Изменить размер шрифта - +

И когда Августа открыла глаза, он сказал ей:

— Госпожа, к вам вернулся ваш чудный голос. Ваше пение очарует всех.

Лицо Августы испустило голубое сияние.

— Это правда?! — воскликнула она, — Я смогу играть на арфе и петь по-прежнему?

— Да, госпожа, — ответил спокойно Амон-Ра.

— Можно ли спеть мне сейчас же? — ее охватило нетерпение, ибо пение доставляло ей радость полета и соприкосновения с Высшим Миром.

— Да, госпожа, можно…

Из дальнего угла своей большой комнаты она сразу достала давно забытую и заброшенную золотую арфу. Разве могла она предположить, что ее любимая арфа понадобится ей когда-нибудь еще. Она нежно счистила с арфы густую пыль, настроила струны, села напротив Юстиниана и Амон-Pa и приготовилась петь.

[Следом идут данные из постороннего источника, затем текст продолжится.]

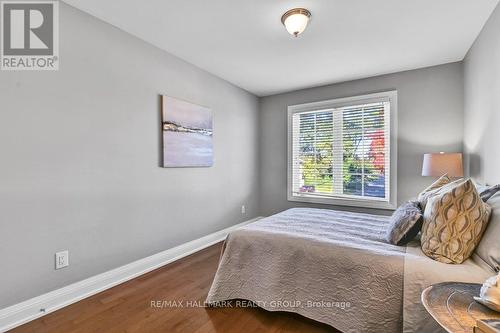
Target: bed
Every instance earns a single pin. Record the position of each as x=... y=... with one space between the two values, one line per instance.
x=334 y=267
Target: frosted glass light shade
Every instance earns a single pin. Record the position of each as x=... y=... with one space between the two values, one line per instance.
x=295 y=20
x=436 y=165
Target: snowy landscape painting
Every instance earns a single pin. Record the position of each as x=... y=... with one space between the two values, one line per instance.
x=187 y=134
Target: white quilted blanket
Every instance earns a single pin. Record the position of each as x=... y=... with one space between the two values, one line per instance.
x=330 y=266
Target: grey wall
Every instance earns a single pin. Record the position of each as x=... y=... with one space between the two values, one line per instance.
x=482 y=103
x=430 y=103
x=80 y=154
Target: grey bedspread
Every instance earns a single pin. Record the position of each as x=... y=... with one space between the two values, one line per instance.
x=330 y=266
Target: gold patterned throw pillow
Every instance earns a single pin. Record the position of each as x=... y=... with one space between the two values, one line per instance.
x=428 y=192
x=454 y=221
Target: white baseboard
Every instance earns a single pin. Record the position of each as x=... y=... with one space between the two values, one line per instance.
x=39 y=306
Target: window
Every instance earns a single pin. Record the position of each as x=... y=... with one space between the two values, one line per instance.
x=343 y=151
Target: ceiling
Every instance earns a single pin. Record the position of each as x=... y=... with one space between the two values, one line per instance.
x=244 y=42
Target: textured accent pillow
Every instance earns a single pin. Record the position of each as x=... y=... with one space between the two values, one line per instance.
x=487 y=193
x=489 y=247
x=428 y=192
x=454 y=221
x=406 y=223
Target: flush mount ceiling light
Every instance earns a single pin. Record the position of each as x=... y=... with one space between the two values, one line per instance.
x=295 y=20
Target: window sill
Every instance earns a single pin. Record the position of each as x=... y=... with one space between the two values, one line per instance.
x=343 y=202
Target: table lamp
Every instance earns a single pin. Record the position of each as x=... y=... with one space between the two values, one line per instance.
x=438 y=164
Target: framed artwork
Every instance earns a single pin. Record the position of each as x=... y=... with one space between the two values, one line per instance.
x=187 y=134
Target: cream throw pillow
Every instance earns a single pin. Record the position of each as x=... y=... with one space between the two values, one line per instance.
x=454 y=221
x=428 y=192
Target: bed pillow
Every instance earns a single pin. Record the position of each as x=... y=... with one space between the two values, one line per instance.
x=454 y=221
x=428 y=192
x=489 y=247
x=406 y=223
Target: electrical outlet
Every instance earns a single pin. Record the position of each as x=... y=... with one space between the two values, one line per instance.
x=62 y=259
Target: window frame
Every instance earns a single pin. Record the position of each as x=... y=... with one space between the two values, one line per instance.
x=392 y=96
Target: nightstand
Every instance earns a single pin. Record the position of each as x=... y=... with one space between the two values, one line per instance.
x=452 y=305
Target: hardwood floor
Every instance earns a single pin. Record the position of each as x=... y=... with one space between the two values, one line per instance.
x=127 y=307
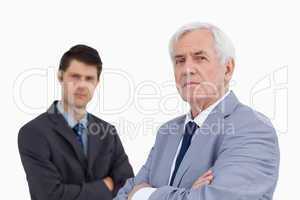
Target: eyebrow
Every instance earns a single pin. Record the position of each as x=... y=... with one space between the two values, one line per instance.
x=197 y=53
x=201 y=52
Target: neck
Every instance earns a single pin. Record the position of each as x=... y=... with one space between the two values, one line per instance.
x=77 y=112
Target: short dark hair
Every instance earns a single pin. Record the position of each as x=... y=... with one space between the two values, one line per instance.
x=82 y=53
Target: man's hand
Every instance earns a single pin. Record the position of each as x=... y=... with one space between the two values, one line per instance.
x=109 y=183
x=205 y=179
x=137 y=188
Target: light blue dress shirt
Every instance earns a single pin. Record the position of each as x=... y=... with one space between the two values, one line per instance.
x=72 y=122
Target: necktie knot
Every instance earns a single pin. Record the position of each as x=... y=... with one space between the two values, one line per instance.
x=190 y=128
x=78 y=128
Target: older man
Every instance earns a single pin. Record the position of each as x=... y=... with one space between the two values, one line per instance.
x=232 y=147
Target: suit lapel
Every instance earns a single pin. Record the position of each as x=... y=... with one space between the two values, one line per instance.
x=215 y=118
x=95 y=143
x=61 y=127
x=171 y=145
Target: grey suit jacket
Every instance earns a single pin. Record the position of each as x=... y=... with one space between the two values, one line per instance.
x=239 y=144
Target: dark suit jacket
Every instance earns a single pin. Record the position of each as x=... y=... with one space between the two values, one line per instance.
x=56 y=167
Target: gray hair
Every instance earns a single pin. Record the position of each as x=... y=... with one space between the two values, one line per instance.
x=223 y=44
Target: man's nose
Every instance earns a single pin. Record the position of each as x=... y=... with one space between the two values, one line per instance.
x=190 y=67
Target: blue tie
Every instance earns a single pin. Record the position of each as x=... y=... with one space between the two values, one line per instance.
x=190 y=128
x=78 y=129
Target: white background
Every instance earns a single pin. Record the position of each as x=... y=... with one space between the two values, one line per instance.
x=137 y=91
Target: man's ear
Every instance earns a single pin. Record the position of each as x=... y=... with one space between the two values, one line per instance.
x=229 y=69
x=60 y=76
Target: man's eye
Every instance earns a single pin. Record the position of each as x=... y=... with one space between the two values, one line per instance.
x=201 y=58
x=178 y=61
x=74 y=76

Юстиниан был встревожен: что, если голос Августы не будет таким же звучным, чарующим, каким он помнил его, что случится тогда с Августой? Может быть, ему следует покинуть комнату, чтобы… В общем, Юстиниан волновался отчасти из-за Августы, боясь за ее голос, отчасти же ожидая погружения в божественные звуки.

— Амон-Pa, а если я не смогу? — и пальцы ее застыли на струнах арфы.

— Не бойтесь, госпожа, сможете… Вы будете петь лучше, чем пели раньше! — с верой ответил Амон-Ра и тем самым освободил ее от всяких сомнений и страха, — Госпожа, только пусть не покинет вас вера в себя!

Пальцы Августы смело и решительно коснулись струн, и комната наполнилась первым потоком божественных звуков. Потом еще и еще, и по комнате полился огонь звуков; в них вплетала Августа свой голос. Как только она осторожно затронула звучащие огоньки, порхающие по комнате, и как только убедилась, что голос полностью подчиняется ее воле, из глубин ее сердца и души вырвалась давно забытая радость.

Пела она песню благоговения и любви к Творцу, она молилась Ему песней, а из ее больших небесных глаз одна за другой выступали крупные капельки слез. Они медленно струились по ее сияющим щекам, превращались в жемчуг, падали прямо на струны и, соприкасаясь с ее пальцами, усиливали божественность льющихся звуков. Песне стало тесно в большой комнате, звуки ее вылетали через окна наружу, пробивали стены, открывали двери всех комнат дворца. Звуки песни, как крылатые ласки и поцелуи, облетали сад и доставляли всему живому и неживому радость бытия; они, как утренняя роса, опускались на землю, где четыре дня тому назад ступал Иисус.

Почуяв божественное вдохновение, запели все соловьи, собравшиеся в саду из разных далеких краев. Ручеек оживился, потянулся вверх в исполнении огненного танца, а облака на небе приняли образ молящейся Матери Мира. Вокруг дворца собралась толпа и, затаив дыхание, впитывала духовную пищу.

Плакал Юстиниан, и слезы доставляли ему облегчение. Пение Августы связывало его душу с необъяснимым еще для него светом. Амон-Pa, щедро отдавший огонь сердца Августе, а потому сам изнуренный и ослабленный, теперь восполнял чистейшую Высшую силу через ту незримую нить, которую протянула Августа своей песней между его сердцем и Беспредельностью.

Августа закончила свою песню-молитву, песню-хвалу. И песня, заключенная в звуках арфы, становилась Вечностью.

Амон-Pa исполнил волю Господа Бога.

Юстиниан долго не мог выйти из оцепенения.

— Августа, моя богиня! — воскликнул он.

Августе, исполненной необычного счастья и радости, казалось, что все происходит во сне. Да, действительно, она почувствовала, что песня о величии Творца, о благоговейной любви к Нему, лившаяся прямо из ее сердца, и голос, и звуки арфы, создававшие Высшую Божественную красоту, были не сравнимы с прежними песнями.

Августа сияла.

— Богиня моя… Богиня моя! — не находил других слов для выражения своего восхищения и любви Юстиниан.